Whaaaat? Andy has gone completely mad. Or so it may seem. Perhaps there is some genius here?
Ok stay with me here, the point I hope to make is that knowing and being involved in the interests of the members of our family is key to raising not only happy children who feel like they matter, and routines we create as a family around that knowledge is associated with positive relationships, health and well-being outcomes in our family.
But Fortnite?
So, my 12 year old, speaks a different language, mostly about computers and yes I get him to programme the TV and well anything else electronic or related to technology. However he had a slow introduction to “gaming”. While his friends from an early age were playing and of course talking about Nintendo hand held games, he wasn’t allowed to have one (it’s a long story) and was very much excluded at school from the banter and social interaction about whatever game was hot at that time.

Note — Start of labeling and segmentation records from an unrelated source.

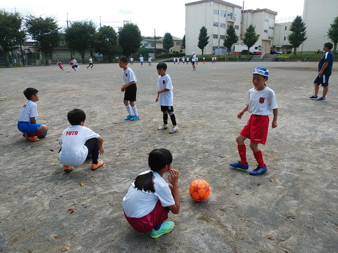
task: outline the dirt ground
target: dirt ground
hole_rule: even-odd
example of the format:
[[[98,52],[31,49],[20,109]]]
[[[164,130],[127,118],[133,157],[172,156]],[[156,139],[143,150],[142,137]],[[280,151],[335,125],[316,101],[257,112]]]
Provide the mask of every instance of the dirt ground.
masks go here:
[[[179,127],[173,134],[157,130],[162,119],[155,103],[155,62],[131,66],[140,117],[134,122],[123,120],[117,64],[80,65],[78,73],[57,66],[0,69],[0,252],[56,252],[68,246],[70,252],[336,253],[338,64],[325,102],[308,98],[315,62],[199,62],[196,72],[191,64],[167,64]],[[239,159],[235,139],[250,114],[236,116],[260,64],[270,72],[278,127],[270,127],[266,145],[259,146],[268,172],[254,176],[229,163]],[[16,127],[28,87],[39,90],[37,121],[49,127],[36,143]],[[104,139],[104,165],[96,171],[86,161],[65,173],[58,160],[58,140],[74,108],[86,112],[85,125]],[[129,224],[122,199],[147,169],[147,154],[159,147],[172,151],[180,172],[181,210],[169,214],[174,230],[153,239]],[[188,193],[197,178],[210,186],[201,202]]]

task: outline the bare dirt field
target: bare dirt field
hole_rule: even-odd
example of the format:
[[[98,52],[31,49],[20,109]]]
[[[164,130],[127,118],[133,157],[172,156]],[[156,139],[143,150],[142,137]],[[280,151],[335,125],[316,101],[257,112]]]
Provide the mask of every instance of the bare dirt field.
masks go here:
[[[163,123],[155,62],[131,66],[140,117],[134,122],[123,120],[117,64],[80,65],[78,73],[57,66],[0,69],[0,252],[57,252],[65,246],[70,252],[338,252],[338,64],[325,102],[308,98],[315,62],[199,62],[196,72],[191,64],[167,64],[179,127],[173,134],[157,130]],[[270,72],[278,127],[270,127],[266,145],[259,146],[268,171],[254,176],[229,163],[239,159],[235,139],[250,114],[236,116],[260,64]],[[36,143],[16,127],[28,87],[39,90],[37,123],[49,127]],[[65,173],[58,160],[58,140],[74,108],[104,139],[105,164],[96,171],[86,161]],[[256,162],[246,143],[251,170]],[[174,230],[153,239],[129,225],[122,199],[147,169],[147,154],[159,147],[172,151],[180,172],[181,211],[169,214]],[[197,178],[210,186],[201,202],[188,193]]]

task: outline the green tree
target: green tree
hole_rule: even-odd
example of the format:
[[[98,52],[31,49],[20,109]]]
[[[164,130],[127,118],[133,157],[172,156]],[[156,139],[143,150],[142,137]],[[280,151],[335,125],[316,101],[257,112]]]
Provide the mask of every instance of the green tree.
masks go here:
[[[198,43],[197,46],[202,50],[202,57],[203,57],[204,48],[209,43],[209,36],[208,36],[208,30],[205,27],[202,27],[200,29],[200,34],[198,35]]]
[[[163,47],[167,50],[167,55],[169,57],[169,49],[174,47],[174,39],[170,33],[165,33],[163,40]]]
[[[93,48],[94,35],[96,32],[93,21],[71,22],[71,26],[65,32],[65,40],[68,47],[80,54],[83,64],[86,52]]]
[[[135,24],[129,22],[119,31],[118,43],[122,48],[122,54],[126,56],[138,51],[141,41],[141,32]]]
[[[103,26],[95,33],[94,45],[95,52],[107,57],[110,62],[113,61],[116,54],[122,53],[120,48],[117,47],[117,34],[114,28],[109,26]],[[118,52],[118,49],[120,52]]]
[[[287,39],[293,47],[293,54],[296,54],[296,49],[301,44],[306,40],[306,27],[302,20],[302,17],[297,16],[291,23],[289,30],[292,32],[287,36]]]
[[[183,38],[182,39],[181,41],[181,48],[185,49],[185,34],[183,36]]]
[[[45,56],[45,64],[47,65],[47,57],[52,58],[54,49],[59,44],[59,30],[56,21],[52,17],[45,18],[29,15],[26,18],[27,33],[36,41],[37,50]]]
[[[21,30],[23,18],[17,13],[9,13],[0,10],[0,46],[5,52],[6,66],[9,67],[9,52],[24,42],[26,33]]]
[[[333,53],[337,51],[337,42],[338,42],[338,16],[333,19],[333,22],[330,24],[330,28],[327,31],[327,36],[333,42]]]
[[[235,27],[230,25],[226,29],[226,34],[225,34],[225,38],[223,42],[223,45],[226,48],[228,52],[231,51],[231,47],[237,41],[238,41],[238,36],[236,34]]]
[[[258,40],[258,36],[257,36],[257,34],[256,34],[255,28],[256,26],[253,26],[252,24],[250,24],[245,30],[243,37],[243,42],[248,47],[248,53],[247,55],[248,57],[249,57],[250,48],[253,46],[257,42],[257,40]]]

Fast forward to now. The reality is, is that games are part of his social infrastructure. And now that game is Fortnite. Should he be playing it? Maybe. Maybe not. But that’s not a call anyone, a parent, can make without understanding it, especially from his perspective, and that meant I had to get involved with him. I had him explain it, demonstrate it. And I listened in when he teamed up with his friends and they played together either in game mode or practice mode.
I found out that:
- he quarantined himself from any interactions with people he did not know
- he loves the strategy, the planning, the building, the team work, the navigation
- and most of all, he loved connecting with his friends on the weekend especially friends who are no longer at his school
- and he also enjoyed playing with me, teaching me and teaming up with me
I have to point out, he has limitations on the times and duration he can play it. Because he’s growing up in a dual parenting situation, he only gets to play it every fortnight, no pun intended.
So the point is, regardless of whether it’s Fortnite or not, when kids have a social and learning outlet, if parents can spend positive time with their children, without conflict, this can be a great bonding experience where the game (or the school work or the musical instrument, or the sport) is just a means to an end.
It’s about “time in” with your kids. Getting involved is well worth it.
Kelly Ashley says
Some good points there Andy!!
Andy Marshall says
Thanks Kelly! The willingness to understand our kids interactions is a real determinant of happy kids that know that they matter.
Chris Deakin says
Good read Andy! It’s good to carry this through to their adult years as well – remain connected. ?
Andy Marshall says
Cheers Chris…yes agree..I think the foundations of connection come from very simple actions in the early formative years.